Le buffetier eut un regard torve et attristé, mais ne dit rien.

– Des escrocs, alors ? demanda le magicien avec angoisse. Est-il possible qu’il y ait des escrocs parmi les habitants de Moscou ?

Le sourire que fit le buffetier en réponse était si amer qu’aucun doute ne put subsister : oui, il y avait des escrocs parmi les habitants de Moscou.

– Quelle bassesse ! s’indigna Woland. Vous êtes un homme pauvre… N’est-ce pas, vous êtes un homme pauvre ?

Le buffetier rentra la tête dans les épaules, et l’on vit bien, ainsi, que c’était un homme pauvre.

– À combien se montent vos économies ?

La question fut posée d’un ton compatissant, mais on ne pouvait nier qu’elle manquait de tact. Le buffetier se troubla.

– Deux cent quarante-neuf mille roubles, répartis dans cinq caisses d’épargne ! lança de la pièce voisine une voix chevrotante. Et à la maison, sous les lames du parquet, deux cents pièces de dix roubles-or.
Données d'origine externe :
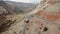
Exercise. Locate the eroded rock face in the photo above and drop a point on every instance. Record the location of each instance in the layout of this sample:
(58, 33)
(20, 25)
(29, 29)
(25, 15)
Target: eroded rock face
(51, 12)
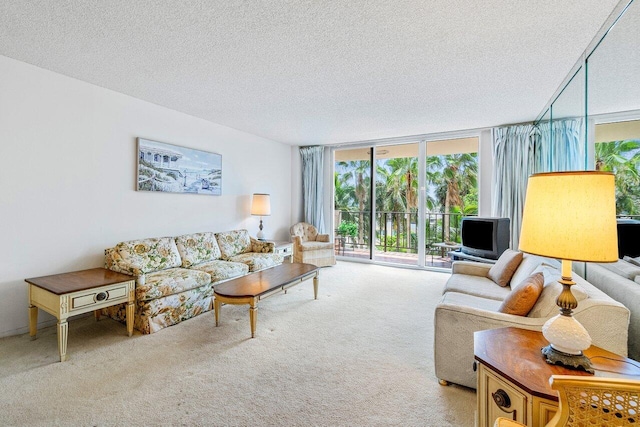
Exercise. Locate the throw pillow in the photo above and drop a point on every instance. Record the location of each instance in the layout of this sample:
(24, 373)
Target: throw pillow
(502, 271)
(521, 300)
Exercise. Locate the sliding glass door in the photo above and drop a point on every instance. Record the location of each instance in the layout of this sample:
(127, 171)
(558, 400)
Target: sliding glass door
(352, 203)
(396, 196)
(452, 192)
(403, 203)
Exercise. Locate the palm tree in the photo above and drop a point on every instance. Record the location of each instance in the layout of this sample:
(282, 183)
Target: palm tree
(623, 159)
(356, 173)
(344, 195)
(454, 176)
(402, 185)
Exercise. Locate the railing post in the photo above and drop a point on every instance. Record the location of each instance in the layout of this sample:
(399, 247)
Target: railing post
(385, 231)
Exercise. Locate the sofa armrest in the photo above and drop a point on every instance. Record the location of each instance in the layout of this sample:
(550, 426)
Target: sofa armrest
(322, 238)
(262, 246)
(471, 268)
(113, 261)
(454, 326)
(297, 241)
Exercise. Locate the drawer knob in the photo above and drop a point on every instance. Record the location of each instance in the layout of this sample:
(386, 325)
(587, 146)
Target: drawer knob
(504, 402)
(501, 398)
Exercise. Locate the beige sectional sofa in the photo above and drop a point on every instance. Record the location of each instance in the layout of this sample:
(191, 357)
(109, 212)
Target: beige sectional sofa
(471, 302)
(621, 281)
(175, 275)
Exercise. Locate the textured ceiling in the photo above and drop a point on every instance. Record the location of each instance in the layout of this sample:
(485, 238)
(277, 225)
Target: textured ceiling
(309, 72)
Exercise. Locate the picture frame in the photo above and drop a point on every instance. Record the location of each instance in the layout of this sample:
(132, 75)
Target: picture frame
(171, 168)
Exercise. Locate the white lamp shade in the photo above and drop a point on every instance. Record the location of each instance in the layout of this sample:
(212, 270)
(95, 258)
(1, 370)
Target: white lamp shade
(571, 216)
(261, 204)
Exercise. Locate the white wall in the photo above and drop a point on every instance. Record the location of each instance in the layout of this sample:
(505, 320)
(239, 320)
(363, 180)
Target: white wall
(67, 179)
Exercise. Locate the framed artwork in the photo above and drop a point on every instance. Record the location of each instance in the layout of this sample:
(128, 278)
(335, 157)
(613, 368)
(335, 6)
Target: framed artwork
(174, 169)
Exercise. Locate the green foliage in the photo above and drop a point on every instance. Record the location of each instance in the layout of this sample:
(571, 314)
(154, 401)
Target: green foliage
(347, 228)
(623, 159)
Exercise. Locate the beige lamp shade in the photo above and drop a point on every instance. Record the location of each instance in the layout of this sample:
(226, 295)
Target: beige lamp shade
(261, 204)
(571, 216)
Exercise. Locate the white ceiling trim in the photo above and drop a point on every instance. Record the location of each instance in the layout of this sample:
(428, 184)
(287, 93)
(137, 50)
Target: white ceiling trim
(315, 72)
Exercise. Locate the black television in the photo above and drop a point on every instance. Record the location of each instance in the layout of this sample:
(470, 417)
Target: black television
(628, 238)
(485, 237)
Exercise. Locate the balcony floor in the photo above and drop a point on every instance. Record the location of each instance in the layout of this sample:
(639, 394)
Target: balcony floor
(402, 258)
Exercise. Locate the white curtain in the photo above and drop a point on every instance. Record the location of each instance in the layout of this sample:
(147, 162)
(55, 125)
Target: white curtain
(513, 150)
(559, 146)
(312, 185)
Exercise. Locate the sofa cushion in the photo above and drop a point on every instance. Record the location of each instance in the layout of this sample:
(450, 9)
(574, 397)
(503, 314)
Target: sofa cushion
(197, 248)
(257, 261)
(476, 285)
(634, 261)
(168, 282)
(222, 270)
(628, 268)
(314, 246)
(523, 297)
(233, 242)
(466, 300)
(502, 271)
(526, 267)
(149, 255)
(546, 305)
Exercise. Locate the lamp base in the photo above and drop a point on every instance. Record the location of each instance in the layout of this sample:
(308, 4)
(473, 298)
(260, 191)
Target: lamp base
(571, 361)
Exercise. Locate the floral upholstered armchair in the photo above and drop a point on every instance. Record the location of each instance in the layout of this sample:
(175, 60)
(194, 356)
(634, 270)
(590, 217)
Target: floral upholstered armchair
(310, 247)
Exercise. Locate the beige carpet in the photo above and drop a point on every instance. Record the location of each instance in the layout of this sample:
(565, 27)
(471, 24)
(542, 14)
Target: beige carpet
(361, 355)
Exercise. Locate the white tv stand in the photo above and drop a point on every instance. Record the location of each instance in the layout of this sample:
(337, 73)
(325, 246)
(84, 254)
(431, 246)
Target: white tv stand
(459, 255)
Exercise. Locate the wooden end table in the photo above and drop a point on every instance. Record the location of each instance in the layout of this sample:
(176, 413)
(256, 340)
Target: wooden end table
(78, 292)
(256, 286)
(513, 376)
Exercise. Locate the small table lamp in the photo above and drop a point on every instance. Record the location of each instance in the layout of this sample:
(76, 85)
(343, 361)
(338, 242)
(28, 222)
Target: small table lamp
(570, 216)
(261, 206)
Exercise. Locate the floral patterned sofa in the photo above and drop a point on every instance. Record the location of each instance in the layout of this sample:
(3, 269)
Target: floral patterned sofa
(175, 276)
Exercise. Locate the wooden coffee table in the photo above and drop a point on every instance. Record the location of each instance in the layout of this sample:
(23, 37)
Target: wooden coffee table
(253, 287)
(68, 294)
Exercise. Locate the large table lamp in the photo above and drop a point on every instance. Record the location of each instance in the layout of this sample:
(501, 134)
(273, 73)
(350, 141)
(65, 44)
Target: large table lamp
(570, 216)
(261, 206)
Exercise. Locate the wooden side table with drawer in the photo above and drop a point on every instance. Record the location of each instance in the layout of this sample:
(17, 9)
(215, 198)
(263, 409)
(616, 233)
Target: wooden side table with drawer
(513, 376)
(78, 292)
Le buffetier sembla se ratatiner sur son tabouret.

– Oui, évidemment, ce n’est pas une grosse somme, dit Woland d’un air dédaigneux, bien qu’au fond, à proprement parler, vous n’en ayez nul besoin. Quand mourrez-vous ?

Là, le buffetier eut un mouvement de révolte.

– Personne ne le sait et ça ne regarde personne, répliqua-t-il.

– Personne ne le sait ? Tu parles ! reprit l’horrible voix dans le cabinet de travail. C’est aussi simple que le binôme de Newton ! Il mourra dans neuf mois, en février de l’année prochaine, d’un cancer du foie, à la clinique du quartier de l’Université, salle 4.

Le visage du buffetier prit une couleur jaune.

– Neuf mois…, compta Woland d’un air songeur. Deux cent quarante-neuf mille… Cela fait en chiffres ronds, vingt-sept mille par mois… c’est peu, mais en se contentant d’une vie modeste… Et puis, il y a aussi les pièces d’or…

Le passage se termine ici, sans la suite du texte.